Alla base degli aumenti che stanno interessando il settore lungo tutto lo Stivale, ci sono sia il caro-bollette, con i rincari record di luce e gas scattati lo scorso 1 gennaio, sia il forte rialzo delle materie prime, con le quotazioni del caffè cresciute del +81% nel 2021, quelle del latte del +60%, quelle di zucchero e cacao del +30%, come dettagliato da Assoutenti, che stima un’impennata del 10% per la tazzina di caffè che potrebbe passare da 1 euro a 1,10 euro; rincari del 7,1% nel prezzo del cappuccino che passa da 1,40 euro ad 1,50%. Non si salvano nemmeno i dolci, con cornetti, brioches e lievitati che registreranno aumenti del +20%, e prezzi che salgono da 1 euro a 1,20 euro. 
I rincari
Inoltre, se l’emergenza bollette proseguirà nel 2022 - e a fronte delle quotazioni delle materie prime ancora alle stelle -, la classica tazzina di caffè consumata al bar potrebbe raggiungere il record di 1,50 euro nel corso dell’anno, con un aumento del +37,6% sul 2021, e la colazione completa potrebbe costare addirittura il 41,6% in più, trasformando un rito quotidiano in un lusso per ricchi. «Questa manovra rischia di trasformarsi in un boomerang anche per gli stessi esercizi – osserva l’avvocata Manola Giorgini, referente di Assoutenti Marche –. Tra Green pass rafforzato e possibili chiusure in caso di passaggio alla zona arancione, ci sono già limitazioni di accesso per l’utenza: se a questo si aggiunge anche il caro prezzi, è chiaro che potrebbe tradursi in una decisione controproducente, con l’utenza che si sentirebbe poco invitata ad entrare. Se questi rincari dovessero davvero concretizzarsi, temo proprio che, usciti dalla pandemia, ci troveremo ad affrontare un’ulteriore emergenza economico sociale». Se i maggiori costi che dovranno sostenere gli esercenti per il rincaro dei prezzi dell’energia venissero scaricati sui consumatori finali, ciò comporterebbe una contrazione della domanda in un momento storico in cui si cerca invece di rimettere in moto un’economia fiaccata da due anni di stop&go.

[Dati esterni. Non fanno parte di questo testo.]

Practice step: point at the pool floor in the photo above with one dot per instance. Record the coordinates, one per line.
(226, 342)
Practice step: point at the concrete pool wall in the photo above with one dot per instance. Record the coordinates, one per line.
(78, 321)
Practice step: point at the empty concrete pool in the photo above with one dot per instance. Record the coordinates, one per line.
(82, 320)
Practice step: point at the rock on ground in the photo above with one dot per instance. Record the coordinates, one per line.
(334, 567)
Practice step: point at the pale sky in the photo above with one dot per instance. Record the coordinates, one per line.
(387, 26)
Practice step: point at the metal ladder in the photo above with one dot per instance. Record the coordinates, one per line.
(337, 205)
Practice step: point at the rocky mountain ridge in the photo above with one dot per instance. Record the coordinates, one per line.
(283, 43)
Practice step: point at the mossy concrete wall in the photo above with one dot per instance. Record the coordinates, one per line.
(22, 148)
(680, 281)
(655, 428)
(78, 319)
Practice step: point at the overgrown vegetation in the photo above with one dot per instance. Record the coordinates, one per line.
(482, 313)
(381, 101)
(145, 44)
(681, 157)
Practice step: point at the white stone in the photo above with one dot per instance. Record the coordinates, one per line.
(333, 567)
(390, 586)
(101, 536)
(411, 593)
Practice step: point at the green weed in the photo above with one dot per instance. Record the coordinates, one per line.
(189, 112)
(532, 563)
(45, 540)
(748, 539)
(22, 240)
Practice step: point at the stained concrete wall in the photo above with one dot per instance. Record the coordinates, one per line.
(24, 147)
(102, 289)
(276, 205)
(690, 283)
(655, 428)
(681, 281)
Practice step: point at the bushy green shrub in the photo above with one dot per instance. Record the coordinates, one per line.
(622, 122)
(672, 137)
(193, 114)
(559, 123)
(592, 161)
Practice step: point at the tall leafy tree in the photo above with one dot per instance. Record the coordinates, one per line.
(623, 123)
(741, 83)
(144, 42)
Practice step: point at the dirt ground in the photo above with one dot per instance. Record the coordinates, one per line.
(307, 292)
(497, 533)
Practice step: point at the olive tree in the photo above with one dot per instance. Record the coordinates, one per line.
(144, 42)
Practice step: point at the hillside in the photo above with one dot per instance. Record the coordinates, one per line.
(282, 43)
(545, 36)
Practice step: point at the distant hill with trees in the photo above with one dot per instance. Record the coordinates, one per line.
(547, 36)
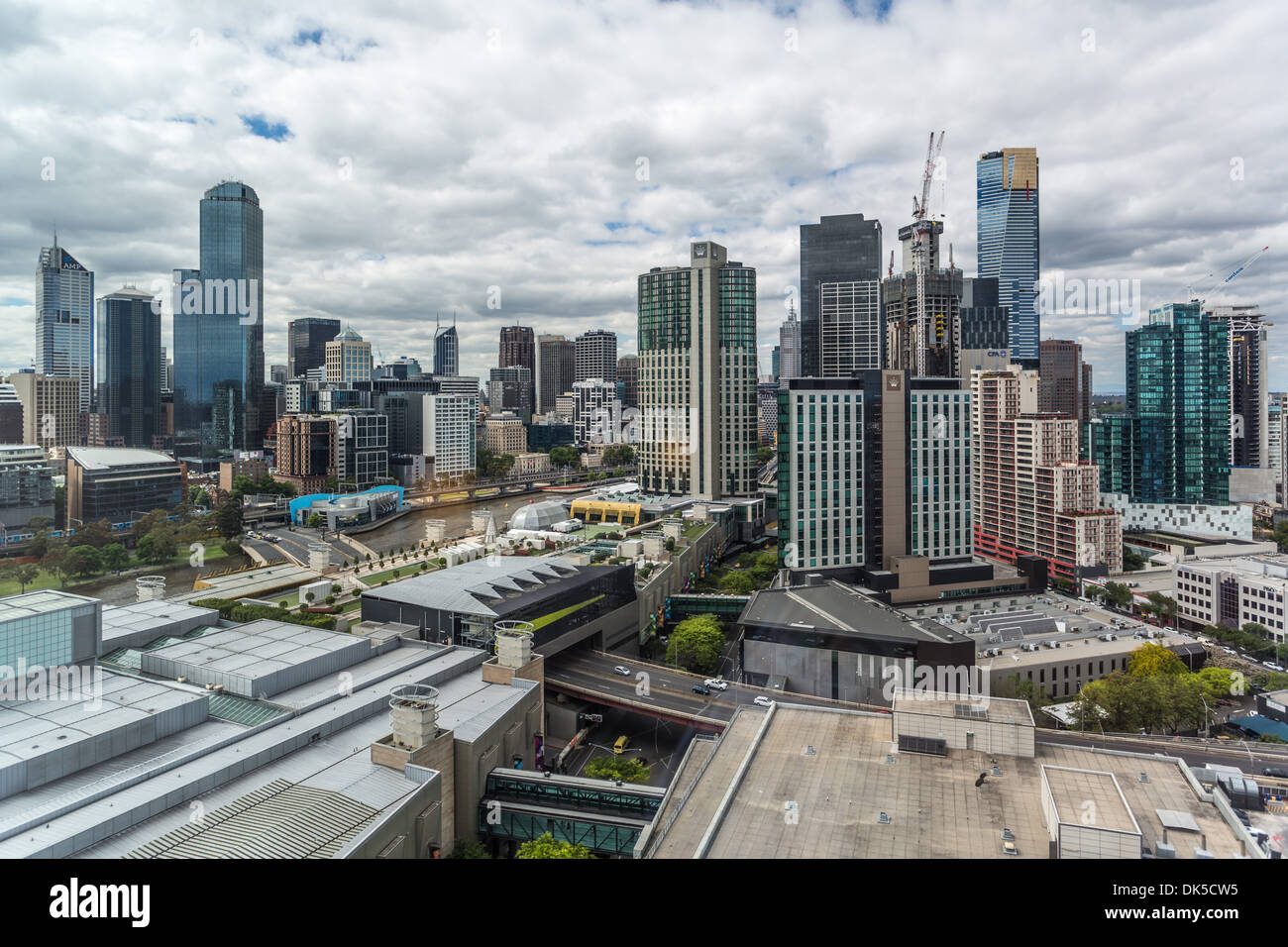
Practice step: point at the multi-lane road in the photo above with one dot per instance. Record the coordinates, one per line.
(652, 686)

A confermare i rincari dei prezzi, continua Assoutenti, ci pensano sia l’Istat, che a dicembre ha registrato per il comparto bar un incremento medio dei listini del +2,8%, sia le stesse associazioni di categoria, con la Fipe che ha dichiarato che il 76% dei gestori di bar avrebbe aggiornato i propri listini tra la fine del 2021 e la prima parte del 2022.